Хомо прокашлялся, затем задумавшись, грустно почесал макушку, прихлебнул ещё пива и неуверенно сказал:
— Да, наверно, потому что у них с головой не всё в порядке. Это как болезнь…
— Пьют от глупости! — выпалила Цыпа, которой, как всегда, страшно хотелось поскорее высказать своё мнение, которое, по её убеждению, всем было невтерпёж услышать.
— Мм, да? Что-то я за тобой не замечал, — с непроницаемым видом буркнул Кок. Но Цыпа, слава богу, не расслышала его замечания.
— А почему же и очень умные люди пьют? — озадаченно опять спросил Крыс. — От лишнего ума? Вот некоторые писатели, поэты, музыканты, даже учёные, так и те «по этому делу» являются выдающимися. А?
— Всё от нервов, Крыс, от нервов! А, может, и от страха…Слишком много думают о жизни, о смерти, о неразумном человечестве, о Вселенной…Кто их знает…
— Пьют, оттого что душа не на месте. А слепой душе — и Бог не поводырь, — авторитетно заключил Ворон.
— И что это у вас тут за нездоровые разговоры? — вмешалась Цыпа. — Лучше расскажите, Хомо, что-нибудь поучительное, чувствительное и трогательное.
— Поучительное — мучительное… — почесал Хомо в затылке.
— Ну, тогда вот вам и поучительная, и трогательная часть истории, — в том смысле, что лучше никого и ничем тяжелым не трогать. Была у моего циркача одна знакомая девушка, — акробатка по имени Лили. Очень такая славная небольшая девушка, — Хомо причмокнул и с удовольствием повел в воздухе руками, изображая фигурку Лили. — Всегда меня жалела, — а я её. Ведь от циркача ей тоже иногда доставалось, как он напьётся…
Цыпа опять насторожилась.
— Так вот. Обычно он нас не трогал, но как-то раз он подвыпил да и начал гонять Лили по кибитке, ну, то есть, по трейлеру, — да ещё какой-то резиновой штуковиной. И девушке этой штуковиной оттянул по одному месту, причём весьма и весьма чувствительно…
— А место-то было хорошее? — как всегда, не удержался Крыс.
— Хорошее, хорошее. Даже очень, — успокоил его Хомо. — Ну, Лили завопила, как недорезанный поросёнок, а я с перепугу у него эту штуковину выдернул да и, ей-богу, только слегка ею дотронулся до его пустой башки. А он сразу успокоился и лежит себе, — размышляет. А девушка в трогательном испуге на него смотрит Я и смылся от греха подальше.
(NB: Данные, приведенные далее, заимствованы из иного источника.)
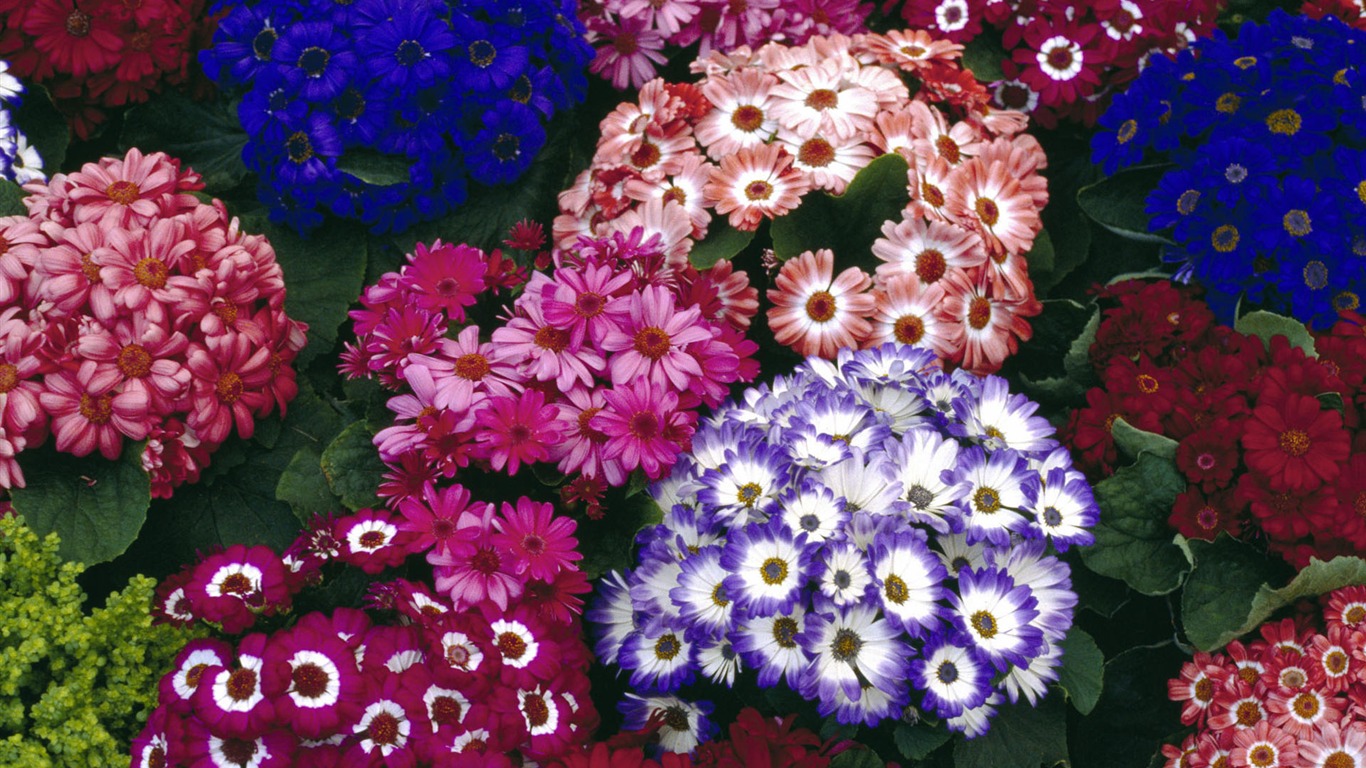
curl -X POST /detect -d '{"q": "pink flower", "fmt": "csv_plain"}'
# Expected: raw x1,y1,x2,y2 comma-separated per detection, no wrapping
492,496,583,579
594,379,697,478
602,286,712,391
475,389,564,474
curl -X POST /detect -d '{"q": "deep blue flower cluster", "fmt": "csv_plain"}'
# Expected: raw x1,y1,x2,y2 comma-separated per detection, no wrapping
201,0,593,232
1093,11,1366,324
587,344,1098,737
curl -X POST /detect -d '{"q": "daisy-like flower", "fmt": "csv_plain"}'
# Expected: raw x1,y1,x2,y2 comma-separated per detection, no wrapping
768,249,876,359
720,521,811,616
702,143,810,231
949,568,1044,671
873,530,947,638
911,637,992,717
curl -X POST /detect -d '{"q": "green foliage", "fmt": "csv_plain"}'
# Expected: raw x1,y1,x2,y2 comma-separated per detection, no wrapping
0,517,191,768
770,153,911,266
1082,454,1190,594
1233,310,1318,358
1076,165,1172,243
11,443,152,564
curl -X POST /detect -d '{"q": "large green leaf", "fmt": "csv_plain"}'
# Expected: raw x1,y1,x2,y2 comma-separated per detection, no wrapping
1182,534,1288,650
119,90,247,194
770,153,911,269
321,421,387,511
1076,165,1172,243
953,696,1067,768
1057,627,1105,715
1233,310,1318,358
10,443,152,566
1082,454,1190,594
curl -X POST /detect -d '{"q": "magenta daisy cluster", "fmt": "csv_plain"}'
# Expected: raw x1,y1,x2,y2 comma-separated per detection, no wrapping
587,344,1098,737
579,0,873,90
0,149,306,497
133,493,598,768
900,0,1225,127
343,227,758,516
555,31,1048,373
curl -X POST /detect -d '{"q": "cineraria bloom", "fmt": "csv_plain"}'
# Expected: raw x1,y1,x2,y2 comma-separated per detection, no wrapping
768,249,874,358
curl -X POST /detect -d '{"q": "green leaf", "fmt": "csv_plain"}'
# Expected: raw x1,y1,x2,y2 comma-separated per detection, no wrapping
892,723,952,760
1233,309,1318,358
1076,164,1172,243
953,696,1067,768
242,213,367,369
1082,454,1190,594
10,443,152,566
14,83,71,178
770,153,911,269
119,90,247,194
1182,534,1287,650
1111,418,1177,462
1057,627,1105,715
1182,558,1366,648
337,149,413,187
322,421,387,510
0,179,29,216
687,217,754,269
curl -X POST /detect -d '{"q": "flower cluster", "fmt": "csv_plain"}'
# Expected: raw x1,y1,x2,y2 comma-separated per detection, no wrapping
902,0,1224,127
1162,586,1366,768
201,0,591,231
555,31,1048,373
579,0,873,90
343,227,758,503
1093,12,1366,323
0,504,189,768
587,344,1097,737
133,492,597,768
1064,280,1366,567
550,696,852,768
0,0,214,138
0,149,306,497
0,61,44,184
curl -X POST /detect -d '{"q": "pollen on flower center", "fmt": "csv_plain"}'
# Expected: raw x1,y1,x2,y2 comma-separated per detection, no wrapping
104,179,142,205
1277,429,1311,456
806,291,835,323
81,392,113,424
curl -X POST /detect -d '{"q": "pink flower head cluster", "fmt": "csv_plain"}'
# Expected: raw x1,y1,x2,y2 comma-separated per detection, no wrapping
133,495,598,768
0,149,306,497
885,0,1224,127
1162,586,1366,768
555,31,1048,373
579,0,873,90
343,227,758,508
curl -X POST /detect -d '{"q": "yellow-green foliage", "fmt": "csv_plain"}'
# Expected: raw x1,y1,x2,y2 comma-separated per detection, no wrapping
0,518,190,768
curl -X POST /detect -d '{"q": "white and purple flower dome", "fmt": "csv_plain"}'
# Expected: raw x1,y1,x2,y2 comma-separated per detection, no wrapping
587,344,1098,738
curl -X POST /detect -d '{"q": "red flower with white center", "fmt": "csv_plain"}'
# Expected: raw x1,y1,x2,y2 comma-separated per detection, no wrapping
768,249,876,359
1243,394,1351,493
703,143,811,231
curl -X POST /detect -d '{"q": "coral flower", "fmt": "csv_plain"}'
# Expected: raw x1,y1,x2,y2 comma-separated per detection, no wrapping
768,249,877,359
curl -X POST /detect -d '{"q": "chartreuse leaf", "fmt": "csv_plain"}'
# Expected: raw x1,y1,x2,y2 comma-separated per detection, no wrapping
1182,534,1285,650
119,90,247,194
1057,626,1105,715
1082,454,1190,594
953,696,1067,768
1111,418,1176,462
687,216,754,269
1233,309,1318,358
1076,164,1172,243
770,153,911,269
10,443,152,566
321,421,385,510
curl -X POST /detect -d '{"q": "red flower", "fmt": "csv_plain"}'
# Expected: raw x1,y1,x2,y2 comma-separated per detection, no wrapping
1243,394,1351,493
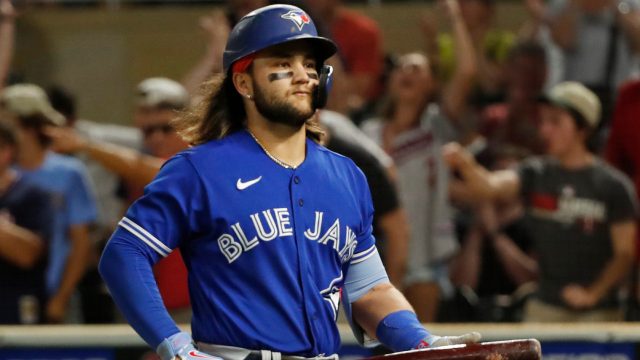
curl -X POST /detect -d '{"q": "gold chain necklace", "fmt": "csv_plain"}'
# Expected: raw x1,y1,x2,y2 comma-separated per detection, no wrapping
247,129,296,169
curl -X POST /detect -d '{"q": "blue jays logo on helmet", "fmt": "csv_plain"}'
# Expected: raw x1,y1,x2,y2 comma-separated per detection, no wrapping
222,4,337,73
281,10,311,31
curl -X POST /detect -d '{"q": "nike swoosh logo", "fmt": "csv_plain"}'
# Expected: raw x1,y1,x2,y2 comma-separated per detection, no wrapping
236,175,262,190
189,350,217,359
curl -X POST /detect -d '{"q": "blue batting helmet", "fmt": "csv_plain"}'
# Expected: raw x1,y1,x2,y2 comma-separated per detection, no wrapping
222,4,337,73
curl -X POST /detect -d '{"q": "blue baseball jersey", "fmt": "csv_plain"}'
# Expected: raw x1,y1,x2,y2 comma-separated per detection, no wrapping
112,130,376,356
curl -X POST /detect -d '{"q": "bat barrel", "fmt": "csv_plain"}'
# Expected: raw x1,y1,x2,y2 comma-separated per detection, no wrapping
368,339,542,360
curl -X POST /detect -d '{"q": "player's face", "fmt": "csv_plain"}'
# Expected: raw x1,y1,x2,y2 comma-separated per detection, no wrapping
135,108,187,159
539,104,585,157
252,42,318,128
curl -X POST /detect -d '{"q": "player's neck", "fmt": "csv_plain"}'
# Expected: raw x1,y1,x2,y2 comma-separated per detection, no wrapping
247,120,306,168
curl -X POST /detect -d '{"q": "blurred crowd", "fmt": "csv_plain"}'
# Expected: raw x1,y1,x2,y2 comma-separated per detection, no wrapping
0,0,640,330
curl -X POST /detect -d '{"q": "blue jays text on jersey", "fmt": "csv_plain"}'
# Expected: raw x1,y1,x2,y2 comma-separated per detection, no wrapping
109,130,377,356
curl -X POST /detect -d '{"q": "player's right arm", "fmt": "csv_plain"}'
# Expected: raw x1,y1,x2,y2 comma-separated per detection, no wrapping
443,143,521,203
99,156,214,360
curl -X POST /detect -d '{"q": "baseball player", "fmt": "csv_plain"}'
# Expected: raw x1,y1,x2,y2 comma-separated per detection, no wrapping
100,5,480,360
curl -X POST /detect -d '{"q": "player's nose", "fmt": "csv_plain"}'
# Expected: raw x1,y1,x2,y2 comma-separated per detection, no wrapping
292,61,311,84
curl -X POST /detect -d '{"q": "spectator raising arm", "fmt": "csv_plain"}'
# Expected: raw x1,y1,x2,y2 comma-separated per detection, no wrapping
0,0,16,91
443,143,520,205
442,0,478,122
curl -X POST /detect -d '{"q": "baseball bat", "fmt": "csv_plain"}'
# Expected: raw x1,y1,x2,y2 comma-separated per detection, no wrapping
367,339,542,360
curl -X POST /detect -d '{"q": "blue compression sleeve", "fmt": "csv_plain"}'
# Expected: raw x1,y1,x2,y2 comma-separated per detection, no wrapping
99,237,180,349
376,310,431,351
344,250,389,302
342,250,389,347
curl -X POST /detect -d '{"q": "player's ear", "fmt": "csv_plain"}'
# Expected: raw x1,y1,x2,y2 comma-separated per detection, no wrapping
231,72,253,98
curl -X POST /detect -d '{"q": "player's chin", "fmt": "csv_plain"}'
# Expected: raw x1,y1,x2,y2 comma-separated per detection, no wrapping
291,98,314,114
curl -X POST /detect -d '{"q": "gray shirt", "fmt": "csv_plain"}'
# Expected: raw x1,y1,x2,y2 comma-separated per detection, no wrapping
362,105,458,276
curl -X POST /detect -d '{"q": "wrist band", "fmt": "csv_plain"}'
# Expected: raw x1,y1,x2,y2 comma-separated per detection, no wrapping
376,310,431,351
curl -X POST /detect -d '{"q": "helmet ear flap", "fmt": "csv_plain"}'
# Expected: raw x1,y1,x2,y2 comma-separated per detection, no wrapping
313,65,333,109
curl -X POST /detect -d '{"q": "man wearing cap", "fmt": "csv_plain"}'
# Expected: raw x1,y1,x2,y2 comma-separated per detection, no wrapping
445,82,637,322
100,5,480,360
47,77,191,323
0,84,97,322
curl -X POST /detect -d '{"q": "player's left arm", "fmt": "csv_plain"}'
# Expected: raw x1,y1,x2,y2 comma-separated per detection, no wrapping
344,252,480,351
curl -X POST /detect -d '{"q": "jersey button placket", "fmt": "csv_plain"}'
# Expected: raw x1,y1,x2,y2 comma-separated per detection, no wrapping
293,175,304,207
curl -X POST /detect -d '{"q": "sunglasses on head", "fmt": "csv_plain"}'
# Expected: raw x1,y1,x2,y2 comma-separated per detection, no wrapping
142,124,173,137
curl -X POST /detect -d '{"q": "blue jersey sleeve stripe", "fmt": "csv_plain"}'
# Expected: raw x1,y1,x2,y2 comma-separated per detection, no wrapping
351,246,378,264
122,217,171,254
351,245,377,262
118,221,168,257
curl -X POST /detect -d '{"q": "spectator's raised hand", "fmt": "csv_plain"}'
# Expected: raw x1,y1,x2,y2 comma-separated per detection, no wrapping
438,0,460,21
442,142,475,170
562,284,598,309
200,11,231,58
524,0,546,21
44,126,89,154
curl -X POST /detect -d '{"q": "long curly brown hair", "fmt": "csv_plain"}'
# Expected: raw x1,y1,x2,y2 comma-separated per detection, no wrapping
172,74,324,145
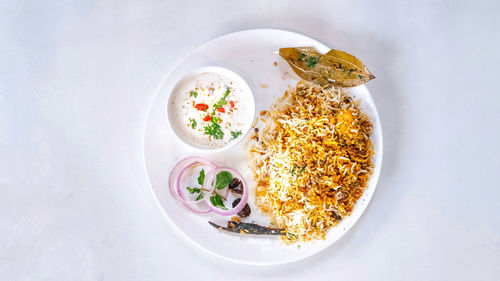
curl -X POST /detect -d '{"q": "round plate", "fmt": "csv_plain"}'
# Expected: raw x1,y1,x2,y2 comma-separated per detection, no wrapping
144,29,382,264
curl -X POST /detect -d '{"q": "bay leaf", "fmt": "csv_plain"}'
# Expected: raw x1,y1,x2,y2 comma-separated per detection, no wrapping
279,47,375,87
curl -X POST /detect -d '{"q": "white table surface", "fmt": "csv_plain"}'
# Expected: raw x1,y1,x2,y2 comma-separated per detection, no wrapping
0,0,500,280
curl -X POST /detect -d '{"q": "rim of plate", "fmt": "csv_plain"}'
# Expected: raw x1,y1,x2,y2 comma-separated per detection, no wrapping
142,28,384,266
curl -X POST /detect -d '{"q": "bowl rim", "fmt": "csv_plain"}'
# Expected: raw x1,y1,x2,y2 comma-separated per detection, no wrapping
165,65,256,153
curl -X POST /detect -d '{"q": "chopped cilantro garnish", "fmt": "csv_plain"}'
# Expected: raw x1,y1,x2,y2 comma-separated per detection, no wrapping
186,186,201,194
210,194,227,210
189,118,197,129
231,131,242,139
203,121,224,140
307,57,319,68
203,87,231,140
198,169,205,185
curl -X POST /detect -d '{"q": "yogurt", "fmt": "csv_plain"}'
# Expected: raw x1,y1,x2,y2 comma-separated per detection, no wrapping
167,67,255,150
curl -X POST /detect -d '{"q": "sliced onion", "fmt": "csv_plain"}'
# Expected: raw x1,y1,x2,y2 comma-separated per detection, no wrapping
203,167,248,216
168,157,217,214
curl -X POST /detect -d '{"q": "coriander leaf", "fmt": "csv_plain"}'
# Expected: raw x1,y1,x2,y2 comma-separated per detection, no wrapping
203,122,224,140
210,194,227,210
231,131,242,139
189,118,197,129
215,171,233,189
198,169,205,185
307,57,319,68
195,192,203,201
186,186,201,194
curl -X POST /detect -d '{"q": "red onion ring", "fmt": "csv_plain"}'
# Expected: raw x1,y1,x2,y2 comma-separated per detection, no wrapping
168,157,217,214
203,167,248,216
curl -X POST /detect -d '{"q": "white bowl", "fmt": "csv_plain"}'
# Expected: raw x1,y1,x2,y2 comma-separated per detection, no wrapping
166,66,255,152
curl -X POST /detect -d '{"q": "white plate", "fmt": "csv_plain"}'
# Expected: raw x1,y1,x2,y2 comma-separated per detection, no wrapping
144,29,382,265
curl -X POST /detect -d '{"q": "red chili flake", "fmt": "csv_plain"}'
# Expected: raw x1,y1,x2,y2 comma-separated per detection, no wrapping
194,103,208,111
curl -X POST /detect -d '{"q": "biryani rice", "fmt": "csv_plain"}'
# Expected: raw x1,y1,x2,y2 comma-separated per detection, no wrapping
248,80,374,242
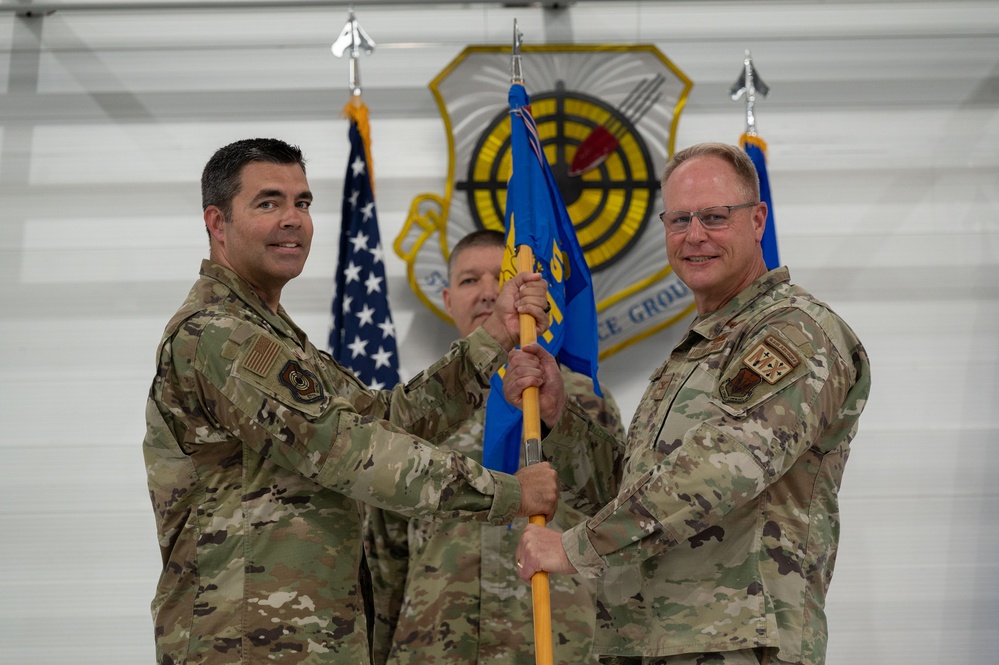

Вот те и вся трогательная история, — закончил Хомо.
— Так твой хозяин теперь слегка тронутый? — опять спросил дотошный Крыс, с большим сомнением глядя на здоровенные лапищи Хомо.
Все помолчали с некоторой грустью, — наверное, каждому из них вспомнилась его собственная жизнь.
— Бедная девушка, — прокудахтала Цыпа. — Я всегда говорю, что пить — это последнее дело.
— А какое дело предпоследнее? — поинтересовался Крыс. Не дожидаясь ответа от Цыпы, Хомо спросил:
— Ну, а ты, Цыпа? Как ты тут оказалась со своим индюком?
— Попрошу без личностей! — строго сказал Кок.
— Нет! Давайте-ка спать. Лучше завтра послушаем, — решительно заявил разлёгшийся на полу Сержант, который уже совершенно засыпал.
— Ну завтра, так завтра, — сказал Кок. — Я подготовлю кратенький конспект моего рассказа.
— Нашего, — торопливо поправила Цыпа.
На этом вечерние посиделки, а для кого и полежалки, закончились. Гроза уже проходила, но крупные капли дождя все ещё барабанили по крыше.